The guys have been gone for four days and I’m sitting in the kitchen giving Joanna a bottle when my texts start to blow up. I get five or six messages in a row from Aiden, and when I open the app, I see that they’re links.
To houses.
I blink in confusion for a moment and then it hits me—he’s started house hunting.
For us.
I thought we would rent something once we had time to look, but based on these links, he wants to skip right to buying a house.
And they’re all huge.
Well, huge to me.
The house I grew up in was probably seven hundred square feet, which is big for our little town. Three bedrooms, one bathroom, and a combined kitchen and dining room.
These houses are beyond my wildest dreams.

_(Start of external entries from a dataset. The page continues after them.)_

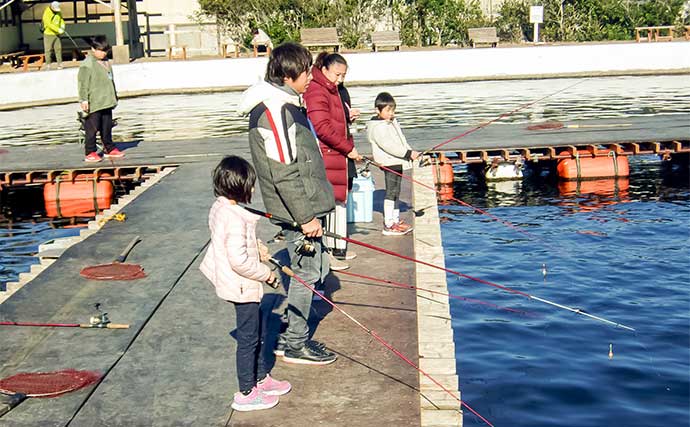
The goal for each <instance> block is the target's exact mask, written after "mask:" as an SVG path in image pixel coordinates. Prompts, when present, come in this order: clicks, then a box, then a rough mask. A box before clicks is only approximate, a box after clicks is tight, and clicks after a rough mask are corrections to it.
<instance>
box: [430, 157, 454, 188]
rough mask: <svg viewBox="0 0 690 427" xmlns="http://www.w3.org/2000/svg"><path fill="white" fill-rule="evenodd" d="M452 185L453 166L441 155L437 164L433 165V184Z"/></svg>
mask: <svg viewBox="0 0 690 427" xmlns="http://www.w3.org/2000/svg"><path fill="white" fill-rule="evenodd" d="M452 183H453V165H451V164H450V162H449V161H448V158H447V157H446V156H445V155H444V154H441V156H440V157H439V158H438V160H437V162H435V163H434V184H436V185H450V184H452Z"/></svg>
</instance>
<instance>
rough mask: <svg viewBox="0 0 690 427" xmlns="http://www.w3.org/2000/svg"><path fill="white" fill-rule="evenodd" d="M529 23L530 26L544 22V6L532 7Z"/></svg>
mask: <svg viewBox="0 0 690 427" xmlns="http://www.w3.org/2000/svg"><path fill="white" fill-rule="evenodd" d="M529 22H530V24H541V23H542V22H544V6H530V8H529Z"/></svg>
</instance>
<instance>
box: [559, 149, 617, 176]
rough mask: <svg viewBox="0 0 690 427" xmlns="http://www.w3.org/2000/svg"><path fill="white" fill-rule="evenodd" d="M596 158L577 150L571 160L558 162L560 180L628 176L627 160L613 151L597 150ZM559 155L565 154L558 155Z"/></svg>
mask: <svg viewBox="0 0 690 427" xmlns="http://www.w3.org/2000/svg"><path fill="white" fill-rule="evenodd" d="M596 153H597V156H596V157H592V153H590V152H589V151H586V150H578V151H577V152H576V154H575V156H574V157H573V158H571V159H561V160H559V161H558V165H557V167H556V169H557V170H558V176H559V177H560V178H561V179H567V180H570V179H597V178H611V177H621V176H628V175H630V169H629V166H628V158H627V157H626V156H619V155H618V154H616V152H615V151H613V150H597V151H596ZM560 154H561V155H563V154H567V152H563V153H560Z"/></svg>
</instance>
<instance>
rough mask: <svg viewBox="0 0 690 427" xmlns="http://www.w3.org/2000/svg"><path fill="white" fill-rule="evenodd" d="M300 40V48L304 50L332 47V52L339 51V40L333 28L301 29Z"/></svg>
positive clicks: (311, 28)
mask: <svg viewBox="0 0 690 427" xmlns="http://www.w3.org/2000/svg"><path fill="white" fill-rule="evenodd" d="M300 39H301V40H302V46H304V47H306V48H310V47H330V46H333V50H334V51H336V52H337V51H338V50H339V49H340V39H339V38H338V31H337V30H336V29H335V27H327V28H302V29H301V30H300Z"/></svg>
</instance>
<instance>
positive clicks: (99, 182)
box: [43, 174, 113, 218]
mask: <svg viewBox="0 0 690 427" xmlns="http://www.w3.org/2000/svg"><path fill="white" fill-rule="evenodd" d="M100 176H101V177H109V176H110V175H108V174H102V175H100ZM43 198H44V200H45V208H46V215H47V216H49V217H53V218H54V217H75V216H95V215H96V214H97V213H98V212H99V211H102V210H104V209H108V208H109V207H110V204H111V203H112V200H113V184H112V183H111V182H110V181H104V180H100V179H97V178H95V177H94V176H93V175H91V174H78V175H76V177H75V178H74V180H71V179H69V180H67V179H64V177H63V178H62V179H61V177H58V178H56V180H55V182H51V183H48V184H46V185H45V186H44V187H43Z"/></svg>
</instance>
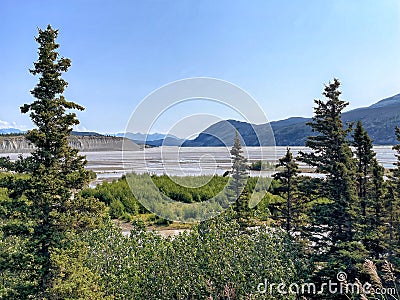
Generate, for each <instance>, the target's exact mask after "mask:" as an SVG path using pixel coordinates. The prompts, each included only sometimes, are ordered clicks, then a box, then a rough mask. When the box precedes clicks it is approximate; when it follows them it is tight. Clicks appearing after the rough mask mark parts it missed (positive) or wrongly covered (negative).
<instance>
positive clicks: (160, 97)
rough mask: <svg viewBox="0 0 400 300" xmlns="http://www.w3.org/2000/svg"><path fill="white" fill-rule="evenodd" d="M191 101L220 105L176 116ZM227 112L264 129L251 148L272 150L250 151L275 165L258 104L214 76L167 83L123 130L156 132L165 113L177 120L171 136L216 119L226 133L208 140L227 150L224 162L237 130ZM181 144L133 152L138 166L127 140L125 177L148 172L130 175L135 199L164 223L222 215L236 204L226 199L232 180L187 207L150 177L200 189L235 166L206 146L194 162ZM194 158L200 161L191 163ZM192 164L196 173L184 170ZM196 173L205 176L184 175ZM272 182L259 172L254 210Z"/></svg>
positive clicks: (263, 118)
mask: <svg viewBox="0 0 400 300" xmlns="http://www.w3.org/2000/svg"><path fill="white" fill-rule="evenodd" d="M191 101H194V102H193V103H197V102H198V101H203V102H204V106H207V101H208V102H212V104H213V105H218V107H219V109H215V110H214V111H213V112H212V113H209V112H208V113H207V112H204V111H203V112H202V111H199V112H198V113H190V114H188V115H184V116H182V114H181V113H182V110H179V109H177V112H178V113H176V114H175V115H174V113H173V111H174V109H176V108H177V107H179V106H180V105H189V106H190V105H191V103H192V102H191ZM208 104H209V103H208ZM200 107H201V105H200ZM223 110H230V111H231V112H234V113H235V114H236V115H240V116H241V118H242V119H243V120H245V121H246V122H247V123H250V124H263V125H262V130H261V129H260V127H257V126H254V127H253V129H252V130H253V142H252V146H254V144H258V145H260V146H269V147H258V148H257V150H254V149H252V151H257V153H254V154H253V155H254V156H256V157H257V159H259V160H260V161H262V162H265V161H267V158H268V161H270V162H275V161H276V153H275V138H274V135H273V131H272V129H271V126H270V125H269V122H268V119H267V117H266V115H265V113H264V111H263V110H262V108H261V107H260V105H259V104H258V102H257V101H256V100H255V99H254V98H253V97H251V96H250V94H249V93H247V92H246V91H244V90H243V89H241V88H240V87H238V86H237V85H234V84H232V83H230V82H227V81H224V80H220V79H215V78H205V77H199V78H188V79H183V80H179V81H175V82H172V83H169V84H167V85H164V86H162V87H160V88H159V89H157V90H155V91H153V92H152V93H150V94H149V95H148V96H147V97H145V98H144V99H143V100H142V102H141V103H140V104H139V105H138V106H137V107H136V108H134V111H133V113H132V115H131V117H130V119H129V121H128V123H127V126H126V129H125V132H127V133H128V132H138V131H142V132H143V133H145V134H146V135H147V134H150V133H151V132H153V131H154V129H153V127H154V126H155V125H154V124H156V123H157V122H158V121H159V120H160V119H162V118H163V116H165V115H167V116H171V115H172V116H174V117H175V116H176V118H175V119H174V122H175V124H174V125H173V126H172V127H171V128H169V131H168V132H167V134H170V133H171V132H172V131H173V130H175V131H176V130H177V129H179V127H181V128H184V129H187V128H188V127H193V126H195V125H194V124H200V126H204V125H202V124H205V121H204V120H208V122H210V120H212V122H213V123H216V122H222V123H224V124H223V125H224V130H222V131H221V132H212V133H209V137H210V138H211V139H213V141H214V142H217V143H218V145H219V146H222V147H220V148H219V151H223V152H224V154H223V156H224V157H225V160H226V158H228V159H229V158H230V152H229V151H230V148H231V146H232V145H233V141H234V137H235V131H236V127H235V124H233V123H232V122H229V121H226V120H225V118H224V113H223ZM171 111H172V113H171ZM198 126H199V125H198ZM227 128H228V129H229V130H227ZM246 130H247V131H248V130H249V129H248V128H247V129H246ZM172 133H173V132H172ZM187 138H189V137H187ZM191 138H193V136H191ZM241 139H242V146H243V147H244V151H245V152H246V144H245V142H244V139H243V138H242V137H241ZM254 141H255V142H254ZM180 146H182V144H181V145H178V147H161V148H160V149H159V150H158V151H159V152H157V155H159V156H154V155H155V154H154V153H155V151H149V150H148V149H146V148H144V149H143V150H142V151H135V154H134V156H135V162H134V163H132V159H131V157H132V155H133V154H132V153H133V152H132V151H131V150H132V147H133V148H134V147H135V145H132V143H131V142H130V141H128V140H127V139H125V141H124V144H123V152H122V162H123V168H124V171H125V173H126V174H129V173H136V170H137V169H141V170H143V169H145V170H146V172H144V173H143V172H142V174H136V175H135V176H133V175H132V176H129V175H127V177H126V178H127V182H128V185H129V186H130V189H131V191H132V193H133V195H134V196H135V198H136V199H137V200H138V201H139V202H140V203H141V204H142V205H143V206H144V207H145V208H147V209H148V210H149V211H151V212H153V213H155V214H156V215H158V216H160V217H162V218H164V219H167V220H171V221H178V222H185V223H192V222H198V221H202V220H205V219H209V218H212V217H214V216H215V215H217V214H219V213H221V212H223V211H224V210H225V209H227V208H228V207H229V205H231V204H233V203H234V200H236V199H234V200H233V199H230V198H229V197H227V195H229V191H228V189H229V187H230V185H231V180H232V178H230V177H229V178H228V180H227V183H226V184H225V186H224V188H223V189H221V190H220V191H219V192H218V193H217V194H215V193H214V194H213V195H212V197H210V199H201V201H193V202H191V203H184V202H179V201H175V200H173V199H172V198H170V197H169V196H168V195H167V194H166V193H164V192H163V190H161V189H159V188H158V187H157V186H156V184H155V182H154V177H152V176H151V175H152V174H154V173H156V174H164V175H167V176H168V177H169V179H170V180H171V181H172V182H173V183H174V184H176V185H178V186H179V187H183V188H201V187H202V186H204V185H206V184H208V183H209V182H210V181H211V180H212V179H213V177H214V175H217V174H220V175H222V174H223V173H224V172H225V171H227V168H230V166H231V164H230V160H229V165H228V164H227V163H226V162H221V152H218V153H214V152H213V151H206V150H207V149H206V148H205V149H206V150H204V152H201V151H200V154H199V155H198V156H196V158H193V155H192V156H190V157H189V156H188V154H187V152H185V149H184V148H183V147H180ZM185 155H186V156H185ZM218 155H219V156H218ZM138 158H139V159H138ZM193 159H196V160H198V161H197V162H193ZM190 160H191V161H190ZM188 161H190V163H191V164H192V165H193V164H194V163H197V167H195V168H192V169H196V170H192V171H191V172H187V168H186V166H187V164H188ZM223 163H225V169H223V168H222V167H221V164H223ZM138 164H139V166H138ZM160 165H161V166H162V169H161V170H160V169H157V170H156V171H155V170H154V169H153V168H154V166H157V167H158V168H159V166H160ZM272 171H273V170H271V172H272ZM193 173H195V174H196V175H201V176H196V178H195V179H194V178H191V179H189V180H185V177H187V176H188V175H190V176H191V175H193ZM191 177H193V176H191ZM269 183H270V179H269V178H268V179H267V180H266V178H262V177H261V172H260V175H259V176H258V177H257V183H256V186H255V188H254V193H253V194H252V195H250V201H249V203H250V204H251V207H255V206H256V205H257V204H258V202H259V201H260V200H261V199H262V198H263V196H264V194H265V193H266V191H267V189H268V186H269ZM262 193H264V194H262Z"/></svg>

Granted, Johan’s house is large. Five bedrooms, five bathrooms, a formal dining room and an eat-in kitchen, and the walk-in closet in the primary bedroom is bigger than the room I slept in growing up. He’s a rich hockey player, though. I never envisioned this kind of thing for myself.
Except now I’m married to a rich hockey player.
Up until this moment, I never gave much thought to Aiden’s financial status. I signed the prenup because I’m not in this for money, and the condo he lived in was modest. Modern and comfortable but nothing over-the-top.
Impulsively, I call him.
“You get my texts?” he asks when he answers.
“I did. And I’m… I mean, these houses are huge.”
“Yeah, but they’re also an investment.”
“We don’t need five bedrooms. It’s just the two of us. Even if my entire family comes to visit, we have room for them. And we’re not having kids… Not for a while anyway.”
“Okay, but that isn’t the point, is it? Having room for ourselves, our friends and family, and eventually a family. Kids need bedrooms, whether they’re biological or adopted.”
“I guess that’s true.”
“There’s a four-bedroom house in your brother’s neighborhood that we could get for a steal. It looks like a foreclosure and needs a ton of work—the realtor I talked to saidthey rented it out and the renters destroyed the inside—but that might be a fun project. We could make it our own.”
That’s intriguing.
“But you’re busy with hockey,” I say, “and while I can supervise and handle things like painting, I don’t know if I can manage major renovations.”
“Of course not. We’d hire people for that.”
“The question is, can we even find contractors now that half the city is in need of repair?”
“You have a point.” He pauses. “Tell you what—get online and start looking at houses. Send me links to the ones you want to see and we’ll set up a time with the realtor to go see them.”
“Aiden…we have to talk about money.”
“Why?”
“What do you mean, why?”
“The prenup is clear—you’re not entitled to anything I owned prior to the marriage, including my retirement funds and such. Anything we buy together is community property.”